Conflitto di classe che, allora come oggi, sarebbe
stato perso dai ceti dominanti se in loro soccorso – anche allora sotto
la foglia di fico Onu – non fosse accorsa prima Israele, poi la
“comunità internazionale” (marines, francesi e bersaglieri) e infine di
nuovo Israele. E’ significativa, per scoprire gli intenti occultati dal
solito “intervento umanitario e di separazione dei contendenti”, la
conclusione di quell’intervento. I contingenti “di pacificazione”
impongono ai militanti palestinesi guidati da Arafat, di abbandonare il
paese e trasferirsi in esilio in Tunisia e Yemen. Come dettato da Usa e
Israele. Pretendendo di fidarsi delle assicurazioni israeliane e delle
destre fasciste, secondo cui neanche un capello sarebbe stato torto ai
palestinesi nei campi profughi, ormai solo donne, anziani e bambini
privati di ogni difesa, i governi della “comunità internazionale”
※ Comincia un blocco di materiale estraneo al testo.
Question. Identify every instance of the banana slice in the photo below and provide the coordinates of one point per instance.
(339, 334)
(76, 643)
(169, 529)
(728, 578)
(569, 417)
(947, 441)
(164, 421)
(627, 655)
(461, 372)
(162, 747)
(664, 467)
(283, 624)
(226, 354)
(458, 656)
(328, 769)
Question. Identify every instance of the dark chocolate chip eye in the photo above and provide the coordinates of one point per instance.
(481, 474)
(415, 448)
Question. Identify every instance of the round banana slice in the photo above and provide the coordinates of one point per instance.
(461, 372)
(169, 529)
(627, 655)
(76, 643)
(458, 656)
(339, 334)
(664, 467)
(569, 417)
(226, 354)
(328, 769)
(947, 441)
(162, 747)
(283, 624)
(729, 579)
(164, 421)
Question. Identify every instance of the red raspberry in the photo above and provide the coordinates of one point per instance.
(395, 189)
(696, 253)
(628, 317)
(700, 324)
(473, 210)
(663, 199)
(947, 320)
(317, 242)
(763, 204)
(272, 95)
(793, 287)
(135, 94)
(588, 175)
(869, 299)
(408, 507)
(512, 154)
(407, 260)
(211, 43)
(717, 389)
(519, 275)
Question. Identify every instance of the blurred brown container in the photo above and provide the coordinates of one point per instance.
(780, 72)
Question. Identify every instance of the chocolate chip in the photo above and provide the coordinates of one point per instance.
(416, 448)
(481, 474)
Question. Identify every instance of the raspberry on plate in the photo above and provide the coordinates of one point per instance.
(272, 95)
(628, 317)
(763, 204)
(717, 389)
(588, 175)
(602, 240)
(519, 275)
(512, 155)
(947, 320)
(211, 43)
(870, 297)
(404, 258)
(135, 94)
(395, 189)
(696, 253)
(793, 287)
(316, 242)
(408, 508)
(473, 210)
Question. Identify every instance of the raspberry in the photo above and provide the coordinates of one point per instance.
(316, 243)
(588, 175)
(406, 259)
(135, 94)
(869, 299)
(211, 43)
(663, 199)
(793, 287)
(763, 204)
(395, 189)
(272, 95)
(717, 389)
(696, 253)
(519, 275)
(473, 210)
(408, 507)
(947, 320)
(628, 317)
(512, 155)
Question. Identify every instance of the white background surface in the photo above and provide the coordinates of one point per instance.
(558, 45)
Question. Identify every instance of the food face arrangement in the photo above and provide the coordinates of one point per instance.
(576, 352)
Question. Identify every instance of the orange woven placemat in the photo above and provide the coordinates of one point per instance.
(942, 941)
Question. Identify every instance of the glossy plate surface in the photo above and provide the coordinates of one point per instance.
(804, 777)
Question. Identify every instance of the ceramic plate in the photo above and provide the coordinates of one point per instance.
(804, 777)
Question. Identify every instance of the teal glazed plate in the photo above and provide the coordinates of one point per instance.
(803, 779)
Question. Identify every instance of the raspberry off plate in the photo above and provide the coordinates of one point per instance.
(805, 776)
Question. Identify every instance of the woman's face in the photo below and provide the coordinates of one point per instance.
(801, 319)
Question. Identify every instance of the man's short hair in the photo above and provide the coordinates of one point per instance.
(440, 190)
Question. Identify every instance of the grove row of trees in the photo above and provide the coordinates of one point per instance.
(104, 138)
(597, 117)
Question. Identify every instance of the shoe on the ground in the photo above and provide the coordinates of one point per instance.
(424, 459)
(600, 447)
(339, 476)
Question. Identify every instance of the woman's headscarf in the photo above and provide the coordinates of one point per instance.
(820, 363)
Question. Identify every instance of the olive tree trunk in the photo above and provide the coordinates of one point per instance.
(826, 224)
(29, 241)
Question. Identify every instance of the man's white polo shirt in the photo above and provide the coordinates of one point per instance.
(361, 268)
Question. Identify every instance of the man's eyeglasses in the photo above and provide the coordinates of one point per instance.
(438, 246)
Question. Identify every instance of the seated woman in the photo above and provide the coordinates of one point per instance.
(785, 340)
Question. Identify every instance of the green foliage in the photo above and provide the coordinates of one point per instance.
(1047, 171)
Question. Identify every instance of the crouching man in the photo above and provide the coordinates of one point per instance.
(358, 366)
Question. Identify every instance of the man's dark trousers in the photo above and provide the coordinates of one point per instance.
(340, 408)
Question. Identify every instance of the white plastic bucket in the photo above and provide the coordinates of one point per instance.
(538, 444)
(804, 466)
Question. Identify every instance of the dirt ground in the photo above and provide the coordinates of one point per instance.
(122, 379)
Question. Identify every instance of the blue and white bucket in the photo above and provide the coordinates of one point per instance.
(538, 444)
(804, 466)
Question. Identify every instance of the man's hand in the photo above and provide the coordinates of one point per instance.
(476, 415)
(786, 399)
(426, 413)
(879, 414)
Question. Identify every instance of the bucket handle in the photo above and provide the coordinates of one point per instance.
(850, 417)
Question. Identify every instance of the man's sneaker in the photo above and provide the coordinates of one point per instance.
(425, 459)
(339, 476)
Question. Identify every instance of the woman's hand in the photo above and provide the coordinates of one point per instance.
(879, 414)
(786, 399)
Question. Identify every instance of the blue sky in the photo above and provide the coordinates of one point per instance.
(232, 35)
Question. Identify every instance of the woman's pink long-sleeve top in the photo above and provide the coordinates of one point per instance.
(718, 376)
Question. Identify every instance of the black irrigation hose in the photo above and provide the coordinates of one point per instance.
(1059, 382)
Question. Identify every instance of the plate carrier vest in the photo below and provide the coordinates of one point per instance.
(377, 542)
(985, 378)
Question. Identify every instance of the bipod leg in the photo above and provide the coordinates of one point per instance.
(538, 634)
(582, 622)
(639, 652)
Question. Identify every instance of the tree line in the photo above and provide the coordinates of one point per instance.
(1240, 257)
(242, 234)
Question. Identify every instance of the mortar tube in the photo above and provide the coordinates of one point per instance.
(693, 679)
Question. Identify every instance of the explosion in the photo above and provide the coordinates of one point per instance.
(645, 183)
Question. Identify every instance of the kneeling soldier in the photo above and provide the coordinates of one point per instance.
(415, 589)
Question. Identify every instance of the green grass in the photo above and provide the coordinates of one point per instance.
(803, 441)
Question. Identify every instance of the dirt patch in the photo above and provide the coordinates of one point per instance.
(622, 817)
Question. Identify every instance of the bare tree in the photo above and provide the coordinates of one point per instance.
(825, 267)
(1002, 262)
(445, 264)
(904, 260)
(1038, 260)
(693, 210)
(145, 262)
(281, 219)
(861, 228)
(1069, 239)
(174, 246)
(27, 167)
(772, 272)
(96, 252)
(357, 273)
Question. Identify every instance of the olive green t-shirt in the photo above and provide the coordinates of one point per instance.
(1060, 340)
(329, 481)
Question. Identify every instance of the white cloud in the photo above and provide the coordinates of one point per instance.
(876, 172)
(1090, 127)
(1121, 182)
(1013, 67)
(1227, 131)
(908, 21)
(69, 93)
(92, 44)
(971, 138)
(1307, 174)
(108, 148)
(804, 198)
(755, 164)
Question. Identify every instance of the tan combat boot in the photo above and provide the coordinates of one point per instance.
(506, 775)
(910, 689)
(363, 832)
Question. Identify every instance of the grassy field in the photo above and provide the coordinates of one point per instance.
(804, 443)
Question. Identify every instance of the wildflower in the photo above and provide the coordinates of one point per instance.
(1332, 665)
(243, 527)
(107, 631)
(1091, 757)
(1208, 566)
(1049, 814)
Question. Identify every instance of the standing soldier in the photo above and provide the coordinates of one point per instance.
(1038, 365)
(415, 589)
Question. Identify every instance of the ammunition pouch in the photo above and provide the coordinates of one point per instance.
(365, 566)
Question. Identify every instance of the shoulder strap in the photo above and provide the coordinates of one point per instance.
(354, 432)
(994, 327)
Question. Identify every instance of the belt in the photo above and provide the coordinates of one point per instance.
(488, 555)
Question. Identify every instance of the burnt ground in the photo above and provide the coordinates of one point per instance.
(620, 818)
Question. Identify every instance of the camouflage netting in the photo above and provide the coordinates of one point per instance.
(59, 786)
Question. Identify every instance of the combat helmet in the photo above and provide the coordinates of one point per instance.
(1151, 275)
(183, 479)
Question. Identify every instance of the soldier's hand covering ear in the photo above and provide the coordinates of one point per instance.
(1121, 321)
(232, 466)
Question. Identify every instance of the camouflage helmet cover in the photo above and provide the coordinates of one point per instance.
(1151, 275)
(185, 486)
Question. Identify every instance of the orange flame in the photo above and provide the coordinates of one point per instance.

ritirano i propri contingenti, solo per assistere da lontano alla
terrificante strage di inermi a Sabra e Shatila, perpetrata dai
falangisti dell’ora redivivo Geagea, sotto la supervisione e con
l’appoggio logistico di Ariel Sharon. Non è forse la procedura che si
pratica quando si tratta delle guerre coloniali e capitaliste con le
quali, oltre alla conquista di posizioni geostrategiche e di risorse, si
tratta di eliminare modelli sociali più equi, divergenti dal pensiero
unico di un protocapitalismo di ritorno, detto liberista ma più feroce
che mai? Vietnam, Jugoslavia, Iraq, Cuba, i governi progressisti
posto-coloniali in Asia, America Latina e Africa, paesi dai diritti
sociali posti in cima alle priorità e tutti decapitati da golpe e
eversioni pianificate al Pentagono e al Dipartimento di Stato nel nome
del pensiero unico.
Nel
nome della croce
Il non esserci stati non giustifica il
trattamento dissociato con il quale la stragrande maggioranza dei
giornalisti italiani presenta questi episodi alla pubblica opinione.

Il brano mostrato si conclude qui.